Los religiosos y religiosas de todas las congregaciones hacen voto de pobreza.¿Existe una manera específica de vivirlo en la Compañía?

Por supuesto, ya que la Compañía de Jesús ha sido una Orden muy particular desde sus orígenes. Hasta entonces, la pobreza estaba ligada a la vida monástica. Los monjes vivían este voto uniendo sus recursos en un monasterio. La Compañía de Jesús, en cambio, es una orden apostólica, constituida por miembros dispersos según las necesidades de la Iglesia. El estilo de vida de un jesuita deberá ser a la vez pobre y apostólico. De hecho, San Ignacio dice que los jesuitas deben tener un estilo de vida como el de “Jesús y los apóstoles”. Se trata, pues, de una dimensión misionera y de inserción en el mundo, que influye en la forma de vivir el voto de pobreza.

¿Es complejo? Evidentemente, y por eso esto de vivir la pobreza apostólica ha constituido siempre una fuente de tensión. No tener nada, pero al mismo tiempo poder ser eficaz en un apostolado necesitado de recursos muy concretos.

Por ejemplo, ¿cómo conectan los jesuitas su voto de pobreza con su lucha contra la pobreza en un mundo más justo?

Se trata de saber añadir un adjetivo esencial a la pobreza de los jesuitas. Es una pobreza evangélica. En mi carta a los compañeros jesuitas no hago una reflexión sobre la pobreza sociológica, sino sobre el voto de pobreza. La pobreza no es un bien en sí misma. Lo dijo San Pablo: “Jesús se hizo pobre para hacernos ricos”. Jesús no es pobre porque le falte lo esencial; se hizo pobre a sí mismo. La pobreza es el resultado del don de sí mismo, de la generosidad, del amor a los demás. Este es el voto de pobreza: renunciar a uno mismo para seguir la dinámica abierta por Jesús de darse generosamente, enteramente, a los demás.

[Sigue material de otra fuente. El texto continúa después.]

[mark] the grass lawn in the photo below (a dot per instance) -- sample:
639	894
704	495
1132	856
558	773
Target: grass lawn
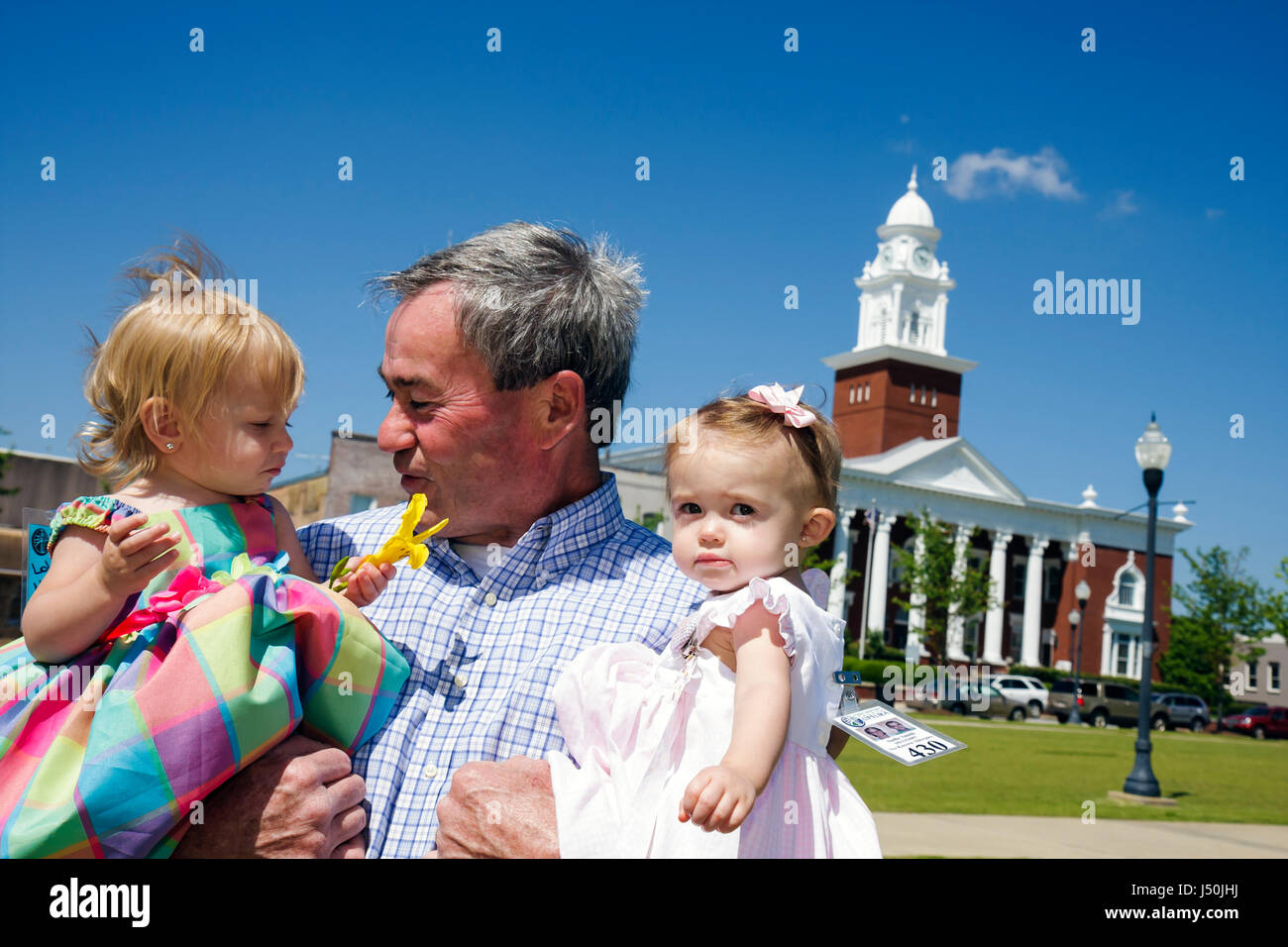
1033	770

La pobreza social es fruto de la injusticia y no de la voluntad de Dios. Dios no quiere esta pobreza. La pobreza evangélica, en cambio, es enriquecedora porque da vida. Ofrece libertad interior, permite desprenderse de las posesiones y despierta la sensibilidad hacia los que sufren aquella pobreza provocada por la injusticia. Las imágenes del Reino de Dios no incluyen pobreza; presentan una gran abundancia de dones de Dios.

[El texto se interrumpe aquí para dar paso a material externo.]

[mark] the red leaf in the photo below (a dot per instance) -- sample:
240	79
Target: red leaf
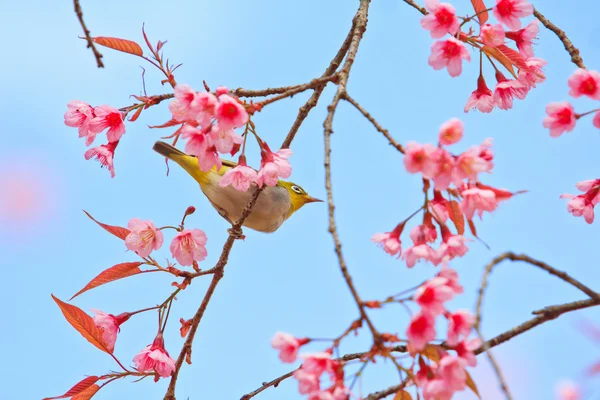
113	273
480	8
87	394
83	323
118	231
457	217
78	388
514	56
124	45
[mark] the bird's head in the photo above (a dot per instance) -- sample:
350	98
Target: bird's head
298	196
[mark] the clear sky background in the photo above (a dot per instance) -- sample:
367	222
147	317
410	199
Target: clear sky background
288	280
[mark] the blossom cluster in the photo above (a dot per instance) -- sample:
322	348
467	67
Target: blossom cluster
314	365
441	379
449	53
91	121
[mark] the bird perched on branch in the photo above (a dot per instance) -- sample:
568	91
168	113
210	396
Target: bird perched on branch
273	207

El Papa Francisco, durante su encuentro con los miembros de la Congregación General 36, afirmó que la pobreza religiosa es una “madre” y un “bastión”. ¿Desea comentar algo?

Esas palabras no eran suyas. Recordaba a los jesuitas que son imágenes empleadas por Ignacio en las Constituciones. Hay que recordar que Ignacio dedicó mucho tiempo a pensar sobre este problema y que también dedicó largo tiempo a meditar sobre ella con sus primeros compañeros. Estas imágenes son fruto de un discernimiento. ¿Qué es una madre? Ella es la que da la vida, la que la alimenta y la cuida. La pobreza, pues, es como una madre que da vida al compromiso religioso y lo alimenta. En cuanto a la imagen del “bastión”, quiere decir que la vida hay que defenderla. El ataque de las riquezas, por ejemplo, puede sobrevenir en cualquier momento.

Esto nos devuelve al comienzo de nuestra conversación sobre la importancia de tener estatutos y normas. Si el jesuita quiere vivir su objetivo de vivir en pobreza-humildad, debe tener algunos criterios, normas que le sirvan de bastión. En concreto, esto quiere decir que, si bien la Compañía desea que sus miembros no posean nada personalmente, debe disponer de medios para mantener a los que está formando para el apostolado, así como a sus enfermos.

En su carta, pide usted a cada jesuita y a cada comunidad que someta a revisión la forma en que viven el voto de pobreza. ¿Personalmente, qué hace usted en este sentido?

En primer lugar, como cualquier jesuita, me siento en la obligación de orar. En mi carta insisto en que el primer paso es dar gracias por los beneficios que nos ha traído la pobreza evangélica, herencia del propio Jesús. Yo también lo haré. Además, como Superior General, en octubre-noviembre daré un retiro de un día a todos los Provinciales del mundo, región por región, invitándoles a poner en movimiento a sus comunidades. Y luego, a finales de 2022, dirigiré otro retiro a los Provinciales para poder compartir los frutos de nuestra reflexión y nuestra oración. El objetivo no es editar documento alguno, sino hacernos avanzar en la forma como vivimos nuestro voto de pobreza.